I think I unwittingly gave my response to this thread over in
another thread, but since it's probably more relevant here, I'll rewrite it here and add on:
I believe is the main (only?) reason to hold bonds in a portfolio for an early retiree is to give you something positive in your portfolio to mentally cling to in order to keep you from selling your stocks at a loss during a crash.
If you can keep yourself from bailing out of stocks during a crash (and if we assume the future is no worse than any year in the US past), a 100% stock portfolio is less risky over the long-term than a lower stock-allocation portfolio.
But, holding 100% stocks makes it less likely that you'll be able to stick to that allocation in a crash, thus likely making it more risky in real-world applications where human emotions are involved. That's why I like something like an 80/20% portfolio. It doesn't perform much worse than an idealized, robotically-controlled 100/0% portfolio, but it probably performs a lot better than a real-world, human-controlled 100/0% portfolio.

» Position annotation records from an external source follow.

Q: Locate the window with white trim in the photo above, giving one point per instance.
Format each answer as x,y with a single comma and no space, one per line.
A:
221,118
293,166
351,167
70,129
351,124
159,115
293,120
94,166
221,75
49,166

So, as a still-working 36 year old, I'm about 85/15%, and intend to keep the same allocation in retirement. At the moment my expenses are about 2.5% of my portfolio, but I'm still working because a) I'm a wuss, and b) a recent entry into a relationship has thrown much uncertainty into what my future expenses will look like. A conservative adviser might suggest that since I've already at least partially "won the game" to shift more of my money gained from the giant run-up in the stock market into bonds, but that would be for emotional reasons, since at least the simulators don't support that.
In cFIREsim you can leave the defaults (4% withdrawal rate) and do "Investigate Allocation" for various time periods (30 years vs. 50 years). The resulting graphs show that for 30 year periods you can reduce your stock allocation to 50% without much reducing your idealized success rate, while for a 50 year period you can only go down to 85% before the dropoff starts.
I'd guess your grandfather is biased by his age, and his personal unfamiliarity with the longer timeframes and significantly altered math that comes with early retirement.
Though it's possible he could have a more-sophisticated argument: "I know what the simulators show, but I also know the likelihood of you sticking with your 85% stock allocation over 50 years (as the simulation requires) is quite low, so thus your real-world success rate is actually greater with a higher bond-allocation than the simulation shows."